08 October 2005

Being Five

I remember the time when I wasn't all elbows and knees, but my body flowed easily and cosily from me. When I fitted in a parent's hug as snugly and perfectly as is possible, and could sit on a hip or ride on shoulders in complete trust, without thinking about where to put what.

When all my now adult nerve endings were packed tightly together and alive all day. When I had chubby little hands that longed to explore and relish everything, and the feel of a huge, round apple was a miracle in itself. When Golden Syrup was the most wonderful joy of texture and scent and taste. Smells and sights were also so much more - even cardboard or wrapping paper or each new morning; every new corner turned, every crack in the pavement all had their multisensory song to sing, and it was glorious.

I remember my mother being an all enveloping hug, and my father's eyes twinkling and bursting with pride as he told me I was the most beautiful little girl in the whole wide world, and it must be true, because he said so. I remember the absolute confidence of being loved, and wanted, and safe and special.

Even going to sleep was exciting - lions and tigers and crocodiles and fairies and flying and making the world smile and dispensing happy-ever-after, as far as wisdom is black and white and obvious when you are that age.

Everyone you ever met was honest and trustworthy, kind and true. Everyone was enveloped in this joy for life.

I vaguely recall, as a first year infant at school, being on self appointed playground duty, ready, if someone (anyone) tripped, to rush over and kiss their grazed knee better. Kisses made knees better; it was a fact. Kissing was what you did to a sore knee, and then the world was all mended. I must have blustered my way through groups of older kids, like a nurse on a mission, to kiss the knees of complete strangers, but at that age strangers didn't exist, we were all just people; children.

The day of the infant's sports is the day I began to grow up. There I was, my turn at the starting line, and as we tiny, chunky, uncoordinated little people began our best lolloping efforts to get to the finish; a ribbon held up (or almost down) to our chest height by two smiling teachers. As I did what I was told (and ran without understanding the concept or the purpose at all), a group of girls started chanting my name, meaning to urge me on and support me.
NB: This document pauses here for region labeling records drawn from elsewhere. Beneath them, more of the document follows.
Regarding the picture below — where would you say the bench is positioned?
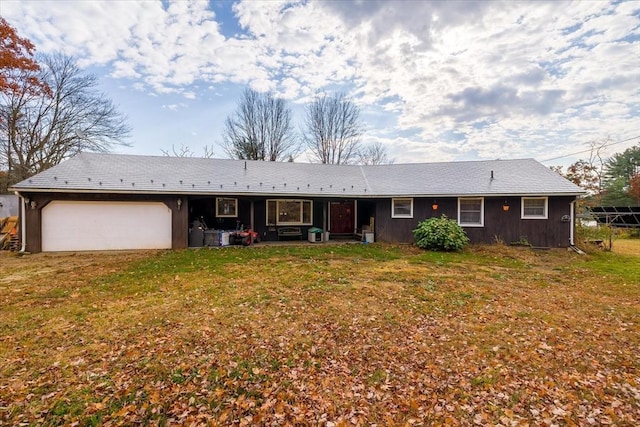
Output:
[278,227,302,240]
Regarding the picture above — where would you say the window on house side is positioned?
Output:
[522,197,549,219]
[391,199,413,218]
[267,199,313,225]
[458,197,484,227]
[216,197,238,218]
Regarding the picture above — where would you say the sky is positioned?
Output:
[0,0,640,165]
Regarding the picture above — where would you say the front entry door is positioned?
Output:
[329,200,355,234]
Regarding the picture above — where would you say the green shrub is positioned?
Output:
[413,215,469,251]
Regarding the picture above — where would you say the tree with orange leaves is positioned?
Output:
[0,17,50,94]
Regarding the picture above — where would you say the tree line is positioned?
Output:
[0,18,130,193]
[551,138,640,206]
[0,18,391,193]
[222,89,392,164]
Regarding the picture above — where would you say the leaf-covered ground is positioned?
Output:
[0,241,640,426]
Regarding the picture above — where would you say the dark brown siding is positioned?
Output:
[375,197,575,247]
[25,193,189,253]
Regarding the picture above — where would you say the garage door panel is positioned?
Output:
[42,201,171,252]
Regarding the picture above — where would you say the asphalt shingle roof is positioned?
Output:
[13,153,584,197]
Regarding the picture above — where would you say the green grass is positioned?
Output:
[0,244,640,425]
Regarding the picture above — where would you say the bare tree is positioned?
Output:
[358,142,394,165]
[0,54,130,184]
[160,144,215,159]
[222,89,299,162]
[304,94,362,164]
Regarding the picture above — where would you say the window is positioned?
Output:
[522,197,548,219]
[391,199,413,218]
[458,197,484,227]
[216,197,238,218]
[267,200,313,225]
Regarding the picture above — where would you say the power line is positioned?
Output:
[540,135,640,163]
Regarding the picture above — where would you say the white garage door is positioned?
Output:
[42,201,171,252]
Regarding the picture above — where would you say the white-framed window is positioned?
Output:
[458,197,484,227]
[216,197,238,218]
[267,199,313,225]
[521,197,549,219]
[391,198,413,218]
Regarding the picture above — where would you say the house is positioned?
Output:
[12,153,583,252]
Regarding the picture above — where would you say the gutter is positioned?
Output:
[15,191,27,253]
[12,188,585,199]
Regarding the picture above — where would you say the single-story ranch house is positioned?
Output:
[13,153,584,252]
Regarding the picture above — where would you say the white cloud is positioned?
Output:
[2,0,640,165]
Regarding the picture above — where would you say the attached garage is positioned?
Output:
[42,200,171,252]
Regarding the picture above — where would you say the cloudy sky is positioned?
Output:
[0,0,640,164]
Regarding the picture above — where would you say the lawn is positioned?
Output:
[0,240,640,426]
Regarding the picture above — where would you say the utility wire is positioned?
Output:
[540,135,640,163]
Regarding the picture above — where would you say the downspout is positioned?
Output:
[16,191,27,253]
[569,200,576,246]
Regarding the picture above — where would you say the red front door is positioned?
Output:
[329,200,355,234]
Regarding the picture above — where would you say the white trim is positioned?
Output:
[265,199,313,227]
[216,197,238,218]
[520,196,549,219]
[458,197,484,227]
[391,197,413,218]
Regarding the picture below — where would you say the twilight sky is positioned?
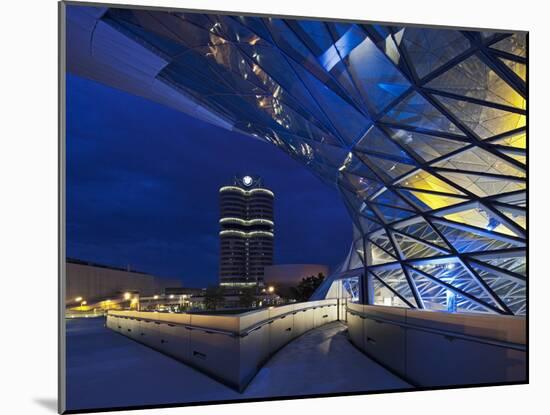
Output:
[67,75,351,287]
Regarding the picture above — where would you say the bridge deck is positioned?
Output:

"Cheryl, Cheryl, Cheryl!" I was supposed to be doing what the teachers told me, and heading for the finish line, but these girls (one of them the girl from our corner sweet shop) seemed insistent; they just never stopped calling my name. So I stopped. I turned round, and I asked them what they wanted.

That was my first taste of preferential treatment, my first awareness that I made any impact at all other than simply being. It was my first realisation that people I didn't know had formed opinions of me, that bigger girls were in bigger classes and that they felt a sense of belonging to that, over and above belonging to humanity. It was the first step on the road to discernment and with that came image consciousness and concern, a tiny taste of responsibility, of societal expectation.

But I remember the time before that; I remember being five.


Zilla asked when I was happiest. I guess that was when I knew that the world was a miracle, a bundle of amazing experiences; when I was closer to God than I have ever been since, without even knowing it at the time, nor ever associating that magical awareness with the old grey bearded man I thought lived on the moon, (because that was, after all, very high up in heaven.)

I was happiest when my sole purpose was to absorb the joy and share it, to uphold a world view where pain went away with a kiss and a hug, and hope, faith, trust and delight were life's essentials which showed in every face I looked at.

When I get to heaven I am going to be five.

5 comments:

Doris said...

The juices are flowing aren't they? :-)

And you are making my eyes prick again.

It sounds wonderful and special when you were five and younger. Wonderful.

On the other hand, you speak longingly and as if you have lost the power of all that joy and excitement and adventure and discovery?

I might be wrong but it almost sounds as if life has gone downhill. I wonder if we do our kids a dis-service when they have such lovely experiences of growing up because adult life can never match up to the glories of a wondrous childhood. I'm thinking out loud here - because I know you didn't have everything easy but you certainly do have some lovely memories to recall.

I have a friend from my school days who is stuck in a mental limbo between the magical childhood she had and what is reality of being an adult. On the other hand, I had it rough as a kid so things could only get better - in my mind!

Cheryl - I hope you can bring alive some of those special feeings from when you were five and bring them into your life now.

(((Hugs)))

Bart Treuren said...

damn, cheryl,

this is one of the nicest posts i've ever read, thank you for your insightfulness... i suspect most people would like to become five again and be able to trust themselves and the world around them on the basis of childish truthfullness and honesty...

how far we have come in becoming adults, and how much we have left behind... mourn the fate of the parent who has forgotten what it was like to be five...

keep well....

fineartist said...

This piece is amazing. I found myself trying to remember back when I was five. It’s a bit blurry for me, but I am enjoying a vicarious peace from your memories.

Ally said...

That is such a brilliant piece of writing! And you are so lucky to have those memories so clearly- mine are very blurry, almost non-existant.

Anonymous said...

Absolutely rich and beautiful. What a lovely recounting of a lovelier memory in time.